Basic granola follows a simple formula with a lot of flexibility. Once you understand how it comes together you can alter the ratios a bit or even wantonly disregard them (though do try to keep the sweetener and oil in similar proportions to help avoid burning). You can create bespoke flavour combinations or use up little bits of this and that in your pantry. You can serve it with milk, sprinkle it over yogurt and desserts, or use it to add crunch to a salad. Or eat it by the fistful to satisfy the munchies.
It’s hard to give the ratio with weight measurements because they vary so much depending on your ingredients - a cup of nuts can vary greatly in weight depending on the type, seeds and fruits the same. So volume measurements it must be - but the proportions are very forgiving, so don’t worry if you’re winging it a bit.
Fresh, toasty granola less than an hour? Let’s go!
Rimmed baking sheet
3 cups large flake rolled oats
1- 1 1/2 cups unsalted nuts and/or seeds of choice (almonds, pumpkin seeds, walnuts, coconut flakes, etc.)
1/3 cup (78ml) liquid sweetener (honey, maple syrup, agave, etc.)
1/3 cup (78ml) oil (canola, sunflower, coconut, etc.)
2-2 1/2 teaspoons spice (cinnamon, pumpkin pie spice, cocoa powder, etc.)
1 teaspoon flavouring extract (vanilla and/or almond)
Large pinch salt
1 cup chopped dried fruit (optional)
2 egg whites (optional, but helpful if you like big clumps in your granola)
Pre-heat your oven to 325F/160C and line your baking sheet with parchment paper.
Combine oats, nuts, and seeds in one bowl.
Combine sweetener, oil, spices/extracts, and salt in second bowl. Add egg whites to wet ingredients if you want extra large/firm clusters in your granola.
Pour wet ingredients into dry ingredients and stir to coat thoroughly.
Spread oat mixture on baking tray and press firmly into an even layer.
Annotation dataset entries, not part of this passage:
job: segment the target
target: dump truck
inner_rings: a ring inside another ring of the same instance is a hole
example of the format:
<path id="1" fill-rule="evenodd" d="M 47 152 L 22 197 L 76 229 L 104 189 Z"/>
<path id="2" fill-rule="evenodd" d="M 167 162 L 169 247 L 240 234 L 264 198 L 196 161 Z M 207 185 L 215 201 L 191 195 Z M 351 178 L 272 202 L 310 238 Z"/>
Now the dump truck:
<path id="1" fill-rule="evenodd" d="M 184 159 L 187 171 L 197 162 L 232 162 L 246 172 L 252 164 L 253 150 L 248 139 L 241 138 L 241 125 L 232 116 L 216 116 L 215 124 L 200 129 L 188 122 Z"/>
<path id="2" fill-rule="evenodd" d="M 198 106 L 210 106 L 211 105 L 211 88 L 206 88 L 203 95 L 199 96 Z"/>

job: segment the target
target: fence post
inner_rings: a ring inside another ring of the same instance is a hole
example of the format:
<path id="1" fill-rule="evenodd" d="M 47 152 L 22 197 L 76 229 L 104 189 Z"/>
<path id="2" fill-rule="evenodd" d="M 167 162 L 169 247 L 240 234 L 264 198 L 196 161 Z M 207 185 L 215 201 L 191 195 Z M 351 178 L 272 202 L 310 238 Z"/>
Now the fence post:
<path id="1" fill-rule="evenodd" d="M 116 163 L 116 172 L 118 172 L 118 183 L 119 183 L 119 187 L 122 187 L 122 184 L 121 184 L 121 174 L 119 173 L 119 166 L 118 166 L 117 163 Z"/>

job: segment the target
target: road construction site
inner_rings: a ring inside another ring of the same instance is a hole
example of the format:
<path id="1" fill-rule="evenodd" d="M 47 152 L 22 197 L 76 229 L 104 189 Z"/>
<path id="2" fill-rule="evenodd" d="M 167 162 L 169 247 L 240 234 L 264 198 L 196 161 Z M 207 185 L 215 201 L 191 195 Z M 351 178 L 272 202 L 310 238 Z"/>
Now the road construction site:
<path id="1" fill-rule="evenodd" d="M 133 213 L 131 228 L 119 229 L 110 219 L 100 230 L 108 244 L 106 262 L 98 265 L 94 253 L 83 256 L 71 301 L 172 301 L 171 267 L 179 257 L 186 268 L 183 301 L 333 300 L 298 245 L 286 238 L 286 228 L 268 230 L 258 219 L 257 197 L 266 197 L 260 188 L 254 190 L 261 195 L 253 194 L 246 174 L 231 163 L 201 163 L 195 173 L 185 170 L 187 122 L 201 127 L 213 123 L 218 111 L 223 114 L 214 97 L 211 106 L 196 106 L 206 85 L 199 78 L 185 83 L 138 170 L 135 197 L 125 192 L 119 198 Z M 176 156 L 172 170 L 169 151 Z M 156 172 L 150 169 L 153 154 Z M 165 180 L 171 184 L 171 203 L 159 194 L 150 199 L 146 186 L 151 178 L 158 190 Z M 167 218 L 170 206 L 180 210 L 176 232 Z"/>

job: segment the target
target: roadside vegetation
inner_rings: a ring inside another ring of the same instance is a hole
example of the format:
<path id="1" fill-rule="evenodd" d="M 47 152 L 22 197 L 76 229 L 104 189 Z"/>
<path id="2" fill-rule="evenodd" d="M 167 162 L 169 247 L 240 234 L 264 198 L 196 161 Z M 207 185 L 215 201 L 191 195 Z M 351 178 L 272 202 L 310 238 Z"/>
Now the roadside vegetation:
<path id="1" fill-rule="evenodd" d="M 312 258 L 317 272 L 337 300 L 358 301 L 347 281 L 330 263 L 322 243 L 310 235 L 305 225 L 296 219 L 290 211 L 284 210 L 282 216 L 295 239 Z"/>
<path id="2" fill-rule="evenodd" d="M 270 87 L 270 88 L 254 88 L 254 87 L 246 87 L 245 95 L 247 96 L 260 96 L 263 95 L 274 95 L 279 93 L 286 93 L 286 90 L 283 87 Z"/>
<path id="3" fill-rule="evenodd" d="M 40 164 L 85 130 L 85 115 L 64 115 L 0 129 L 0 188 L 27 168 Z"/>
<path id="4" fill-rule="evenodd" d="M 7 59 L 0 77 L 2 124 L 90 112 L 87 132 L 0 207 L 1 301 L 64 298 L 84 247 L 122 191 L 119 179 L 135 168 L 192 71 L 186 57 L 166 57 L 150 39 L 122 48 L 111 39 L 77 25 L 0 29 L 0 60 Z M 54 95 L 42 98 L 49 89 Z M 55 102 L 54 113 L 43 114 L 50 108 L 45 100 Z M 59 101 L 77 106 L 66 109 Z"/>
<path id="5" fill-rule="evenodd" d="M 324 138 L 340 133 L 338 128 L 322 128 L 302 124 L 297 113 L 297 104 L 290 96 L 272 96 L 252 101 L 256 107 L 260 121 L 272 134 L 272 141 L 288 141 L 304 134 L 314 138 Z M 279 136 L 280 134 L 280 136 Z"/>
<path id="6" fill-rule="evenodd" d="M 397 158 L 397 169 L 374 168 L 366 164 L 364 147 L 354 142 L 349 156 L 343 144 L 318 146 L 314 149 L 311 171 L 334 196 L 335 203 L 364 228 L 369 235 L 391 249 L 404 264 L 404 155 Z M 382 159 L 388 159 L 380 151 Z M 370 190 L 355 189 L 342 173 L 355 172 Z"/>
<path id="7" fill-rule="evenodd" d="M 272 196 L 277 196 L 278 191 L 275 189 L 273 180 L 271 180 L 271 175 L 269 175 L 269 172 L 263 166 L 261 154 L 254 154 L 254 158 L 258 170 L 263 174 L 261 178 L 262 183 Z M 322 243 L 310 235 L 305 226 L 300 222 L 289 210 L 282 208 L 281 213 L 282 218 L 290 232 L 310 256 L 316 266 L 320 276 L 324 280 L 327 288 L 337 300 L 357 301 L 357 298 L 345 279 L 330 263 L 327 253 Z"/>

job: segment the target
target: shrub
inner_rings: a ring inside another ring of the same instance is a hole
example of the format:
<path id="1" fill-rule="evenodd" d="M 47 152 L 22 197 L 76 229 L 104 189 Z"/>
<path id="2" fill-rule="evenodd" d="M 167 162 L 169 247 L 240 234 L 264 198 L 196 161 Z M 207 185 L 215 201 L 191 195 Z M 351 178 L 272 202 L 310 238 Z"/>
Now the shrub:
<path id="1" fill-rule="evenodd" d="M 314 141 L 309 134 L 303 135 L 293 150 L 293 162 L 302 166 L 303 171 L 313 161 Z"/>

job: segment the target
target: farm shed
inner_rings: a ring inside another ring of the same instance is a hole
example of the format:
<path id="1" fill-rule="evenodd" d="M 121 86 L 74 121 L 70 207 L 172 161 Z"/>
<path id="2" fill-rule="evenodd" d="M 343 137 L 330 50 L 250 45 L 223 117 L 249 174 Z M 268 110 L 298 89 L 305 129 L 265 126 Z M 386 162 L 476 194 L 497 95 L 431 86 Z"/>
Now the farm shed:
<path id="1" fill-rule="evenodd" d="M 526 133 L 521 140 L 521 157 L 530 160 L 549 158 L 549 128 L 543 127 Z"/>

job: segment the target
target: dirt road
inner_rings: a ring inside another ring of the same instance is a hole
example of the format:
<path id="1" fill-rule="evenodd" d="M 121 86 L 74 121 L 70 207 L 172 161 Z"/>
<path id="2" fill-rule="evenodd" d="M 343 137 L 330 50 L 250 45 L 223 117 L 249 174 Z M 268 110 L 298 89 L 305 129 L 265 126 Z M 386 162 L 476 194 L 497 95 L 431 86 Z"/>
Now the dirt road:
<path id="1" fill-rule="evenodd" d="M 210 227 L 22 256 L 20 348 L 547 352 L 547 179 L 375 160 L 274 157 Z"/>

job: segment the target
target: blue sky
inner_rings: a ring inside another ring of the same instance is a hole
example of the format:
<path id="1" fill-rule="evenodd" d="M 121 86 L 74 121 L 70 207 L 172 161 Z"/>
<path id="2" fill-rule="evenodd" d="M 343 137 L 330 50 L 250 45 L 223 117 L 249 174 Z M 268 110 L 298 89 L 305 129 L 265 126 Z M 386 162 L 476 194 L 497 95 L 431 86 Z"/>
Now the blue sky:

Bake for 20-25 minutes, stirring with heat-safe spatula and pressing back into even layer after 10-12 minutes. Stirring ensures that everything toasts evenly - the edges will toast a lot faster than the middle!
Remove from oven and stir in dried fruit (if using) and press back into firm even layer. Allow to cool completely.
Store at room temperature in an air tight container. An old peanut butter jar works great!
And as mentioned above, this recipe is almost infinitely flexible and forgiving. So long as you don’t burn it you’ll have something edible. Like it sweeter? Add more sweetener. More nuts or no nuts? Go ahead. Want to replace the oats with rolled rye or quinoa? Why not? Add savoury flavours like curry powder if you want sometime completely different for a salad or gratin topping. Sprinkle chocolate chips over your still-warm granola for a super sweet fix. Let your freak flag fly, ya dirty hippy.
My granola today was a mix of leftover bits from the cupboard. A handful of slivered almonds, a few pecans, sunflower seeds, and a few peanuts. Basic oats with cinnamon and honey. Sunflower oil because it’s what I have open. No fruit because my kiddo and I disagree about the merits (or lack thereof) of raisins and their ilk. But I have a jar of crunchy, toasty deliciousness that, honestly, isn’t too unhealthy. It will keep a few weeks too.
So stick it to the Man and make your own granola. It’s groovy, baby.